Almont was first known as Fisher, after founder Samuel C. Fisher, Almont started as a small way-station in 1879, where the Taylor and East Rivers met to form the Gunnison River. Fisher first arrived in the Gunnison Area and was hired as a freighter, transporting supplies from Gunnison to the Doctor Park Mine on Spring Creek. While traveling with his first load of supplies, he came to a not so safe toll-bridge, that cost $2 a team to cross the East River. Fisher saw how building his own toll-bridge could become a profitable venture in the current mining boom of the area. On his return trip from the Doctor Park Mine, he brought a load of cut lumber so to build a cabin where he and his wife, Carrie Fisher, planed to homestead.
In October of 1881, the D&RG Railroad arrived in Fisher and wanted to name the depot and post office. Fisher suggested the name of Almont, which was the name of a famous horse that was known all over the world as the leading Hambletonian Stallion of the century, of which his horse was an direct descendent of. Soon after, Almont gained a U. S. Post Office (now one of our cabins), and boasted a railroad depot which served as a gathering place for the miners in the region. In 1893, Vernon Davis purchased the property and turned it in to a summer resort. In 1899, Davis built a spacious mansion made of the native rock and called it the Marston Hotel. The resort became known for its excellent fishing and hunting.

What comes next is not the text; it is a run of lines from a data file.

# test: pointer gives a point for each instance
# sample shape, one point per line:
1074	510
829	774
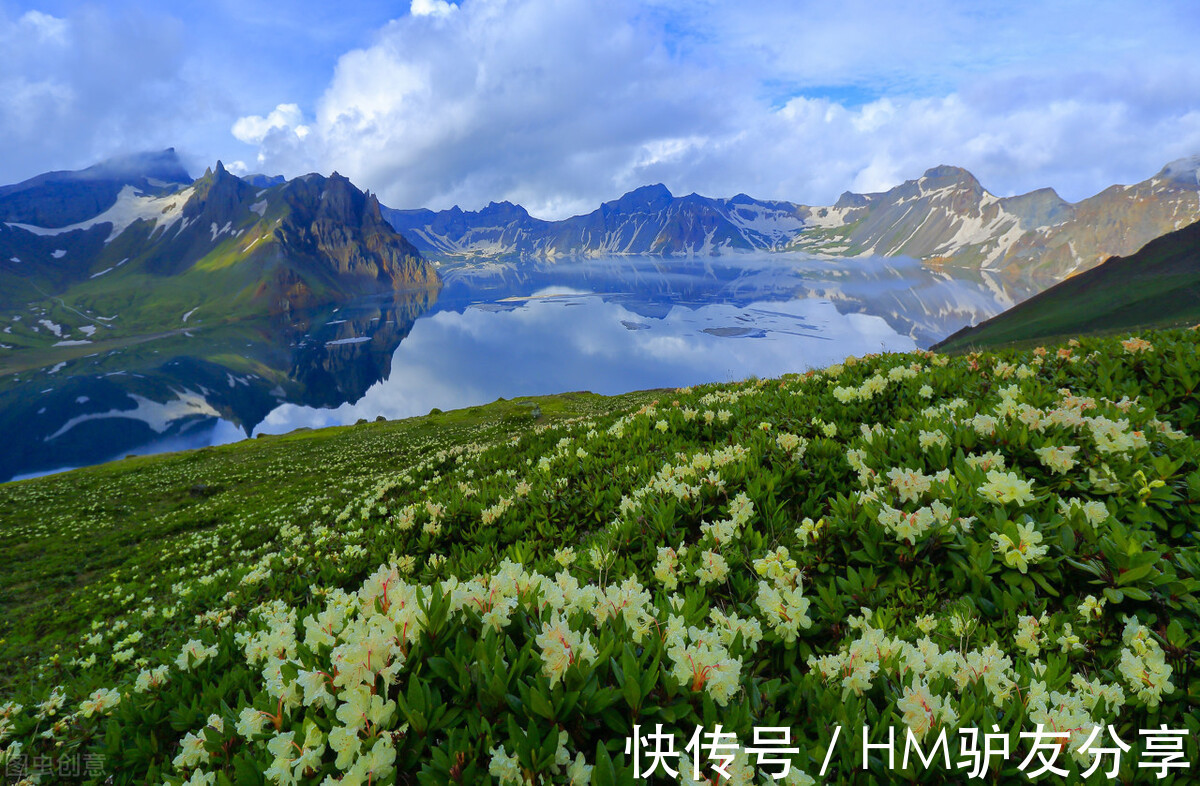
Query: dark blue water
606	325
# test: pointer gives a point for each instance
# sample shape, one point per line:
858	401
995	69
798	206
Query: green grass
63	533
1157	287
844	549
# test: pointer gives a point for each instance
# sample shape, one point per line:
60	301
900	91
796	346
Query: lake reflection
613	325
605	325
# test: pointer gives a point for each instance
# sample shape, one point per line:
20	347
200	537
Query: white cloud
431	9
559	105
45	27
255	129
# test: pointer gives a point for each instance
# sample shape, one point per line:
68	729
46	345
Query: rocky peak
217	196
943	175
645	199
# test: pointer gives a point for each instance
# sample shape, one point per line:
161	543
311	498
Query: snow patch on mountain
157	415
131	205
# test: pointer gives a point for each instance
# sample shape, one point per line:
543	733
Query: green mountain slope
903	541
181	257
1158	286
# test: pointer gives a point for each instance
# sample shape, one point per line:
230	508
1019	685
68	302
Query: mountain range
943	217
135	246
1156	287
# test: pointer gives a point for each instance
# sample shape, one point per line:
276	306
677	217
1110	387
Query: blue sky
562	103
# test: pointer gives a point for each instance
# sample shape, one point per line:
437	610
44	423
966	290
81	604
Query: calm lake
495	330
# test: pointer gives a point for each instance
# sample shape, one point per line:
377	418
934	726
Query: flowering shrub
913	540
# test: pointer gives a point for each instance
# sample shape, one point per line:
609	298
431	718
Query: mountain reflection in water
496	329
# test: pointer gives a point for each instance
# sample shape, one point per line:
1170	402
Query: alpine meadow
559	393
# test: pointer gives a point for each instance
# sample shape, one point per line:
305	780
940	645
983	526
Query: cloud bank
559	105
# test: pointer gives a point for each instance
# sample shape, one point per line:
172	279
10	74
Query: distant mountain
121	250
646	221
1156	287
61	198
943	217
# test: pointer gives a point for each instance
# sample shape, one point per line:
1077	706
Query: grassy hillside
905	541
1159	286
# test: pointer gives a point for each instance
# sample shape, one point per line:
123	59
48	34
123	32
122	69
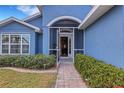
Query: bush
97	73
38	61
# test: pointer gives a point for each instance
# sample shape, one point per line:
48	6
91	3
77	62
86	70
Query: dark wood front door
64	46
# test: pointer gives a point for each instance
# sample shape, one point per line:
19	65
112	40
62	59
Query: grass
13	79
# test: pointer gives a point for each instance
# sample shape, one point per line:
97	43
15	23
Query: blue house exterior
97	31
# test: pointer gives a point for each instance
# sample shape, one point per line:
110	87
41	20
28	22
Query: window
15	43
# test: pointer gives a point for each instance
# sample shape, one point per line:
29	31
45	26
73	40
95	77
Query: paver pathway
68	77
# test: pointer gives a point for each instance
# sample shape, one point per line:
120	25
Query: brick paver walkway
68	77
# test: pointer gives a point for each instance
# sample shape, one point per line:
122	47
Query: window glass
15	45
25	48
5	38
15	49
5	48
15	39
25	39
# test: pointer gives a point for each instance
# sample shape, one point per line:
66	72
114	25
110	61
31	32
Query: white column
73	44
84	41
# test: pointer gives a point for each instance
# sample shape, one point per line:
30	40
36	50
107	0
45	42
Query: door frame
69	36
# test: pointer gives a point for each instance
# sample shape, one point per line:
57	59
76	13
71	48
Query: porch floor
68	77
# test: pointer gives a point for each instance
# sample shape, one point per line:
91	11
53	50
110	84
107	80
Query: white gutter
94	14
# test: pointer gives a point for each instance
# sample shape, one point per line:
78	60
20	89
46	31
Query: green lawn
13	79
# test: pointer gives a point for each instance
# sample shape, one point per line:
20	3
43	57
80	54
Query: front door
64	46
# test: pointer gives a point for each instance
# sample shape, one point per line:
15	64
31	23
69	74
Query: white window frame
20	34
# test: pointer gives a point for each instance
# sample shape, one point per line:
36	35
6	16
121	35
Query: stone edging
29	70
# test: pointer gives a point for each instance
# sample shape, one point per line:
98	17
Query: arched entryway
65	39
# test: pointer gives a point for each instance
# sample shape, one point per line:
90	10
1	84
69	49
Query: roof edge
94	14
32	16
3	22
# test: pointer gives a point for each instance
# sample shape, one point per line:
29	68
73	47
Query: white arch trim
63	17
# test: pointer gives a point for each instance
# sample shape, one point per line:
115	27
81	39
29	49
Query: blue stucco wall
15	27
39	37
51	12
105	38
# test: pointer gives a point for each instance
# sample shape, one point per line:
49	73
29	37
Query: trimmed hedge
98	74
38	61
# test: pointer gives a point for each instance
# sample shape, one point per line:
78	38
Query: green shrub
97	73
38	61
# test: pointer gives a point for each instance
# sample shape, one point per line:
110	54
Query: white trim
73	44
63	17
4	22
84	41
32	16
96	12
15	44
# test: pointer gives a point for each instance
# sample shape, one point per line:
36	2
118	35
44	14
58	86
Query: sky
18	11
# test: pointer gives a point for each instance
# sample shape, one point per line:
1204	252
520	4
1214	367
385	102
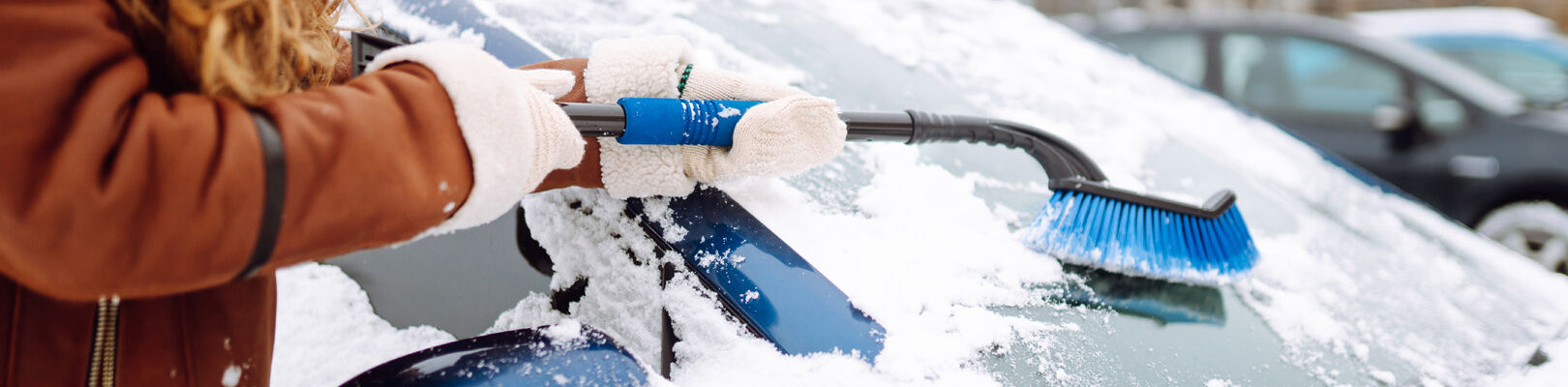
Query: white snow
1361	285
1457	19
328	333
230	376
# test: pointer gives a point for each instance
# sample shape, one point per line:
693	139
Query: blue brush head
1142	240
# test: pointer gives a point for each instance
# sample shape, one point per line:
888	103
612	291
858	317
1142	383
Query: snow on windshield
1347	271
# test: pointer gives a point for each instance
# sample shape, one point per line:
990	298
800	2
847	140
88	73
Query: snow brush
1085	220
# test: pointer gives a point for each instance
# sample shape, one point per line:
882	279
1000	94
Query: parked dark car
1439	132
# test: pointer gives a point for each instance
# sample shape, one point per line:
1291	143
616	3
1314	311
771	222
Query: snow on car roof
1380	287
1454	20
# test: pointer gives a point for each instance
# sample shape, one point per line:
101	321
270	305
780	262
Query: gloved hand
786	135
513	131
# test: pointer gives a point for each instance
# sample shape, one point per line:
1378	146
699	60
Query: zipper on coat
106	331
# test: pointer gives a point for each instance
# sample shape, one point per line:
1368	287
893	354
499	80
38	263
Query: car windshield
1534	66
1355	285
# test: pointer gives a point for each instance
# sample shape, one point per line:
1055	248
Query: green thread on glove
684	75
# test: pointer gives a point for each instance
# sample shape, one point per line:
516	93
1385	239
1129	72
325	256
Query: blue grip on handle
680	121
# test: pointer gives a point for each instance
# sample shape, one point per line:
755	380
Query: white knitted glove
783	136
786	135
510	123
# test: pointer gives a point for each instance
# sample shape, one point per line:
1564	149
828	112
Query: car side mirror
1390	118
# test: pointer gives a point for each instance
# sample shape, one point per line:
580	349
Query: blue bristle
1142	240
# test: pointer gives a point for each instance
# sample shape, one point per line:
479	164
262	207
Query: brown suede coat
113	190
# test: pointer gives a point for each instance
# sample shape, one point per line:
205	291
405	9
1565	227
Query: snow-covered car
1353	285
1464	144
1512	45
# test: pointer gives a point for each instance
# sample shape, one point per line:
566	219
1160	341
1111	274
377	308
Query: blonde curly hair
240	49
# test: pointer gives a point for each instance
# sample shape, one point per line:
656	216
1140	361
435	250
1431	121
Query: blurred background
1554	10
1461	104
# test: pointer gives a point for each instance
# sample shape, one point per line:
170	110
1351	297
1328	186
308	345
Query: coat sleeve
108	189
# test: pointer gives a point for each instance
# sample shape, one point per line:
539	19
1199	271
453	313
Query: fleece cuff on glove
513	131
639	68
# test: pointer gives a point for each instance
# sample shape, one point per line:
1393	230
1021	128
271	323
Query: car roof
1429	66
1466	20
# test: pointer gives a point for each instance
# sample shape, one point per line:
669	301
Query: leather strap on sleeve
275	176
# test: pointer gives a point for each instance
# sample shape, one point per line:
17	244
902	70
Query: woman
161	159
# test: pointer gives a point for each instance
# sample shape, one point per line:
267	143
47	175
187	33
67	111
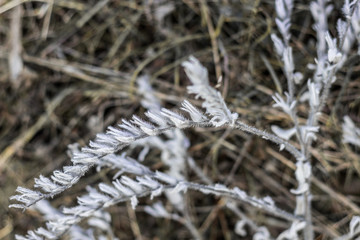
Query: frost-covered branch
127	189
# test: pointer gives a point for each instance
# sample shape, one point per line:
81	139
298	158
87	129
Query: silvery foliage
331	56
102	152
213	101
99	224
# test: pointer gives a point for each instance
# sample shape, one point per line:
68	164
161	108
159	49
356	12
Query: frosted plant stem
271	137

The property and local area abound with history from the old mining and narrow gauge railroad days to the last of the great fish fries. In 1940, presidential nominee Wendell Wilkie, along with 10,000 guests, visited the Almont fish fry to kick off his campaign. In 1948 the Marston Hotel burned down on New Year's Eve and was rebuilt. Much of that structure is what makes up the Almont Resort today.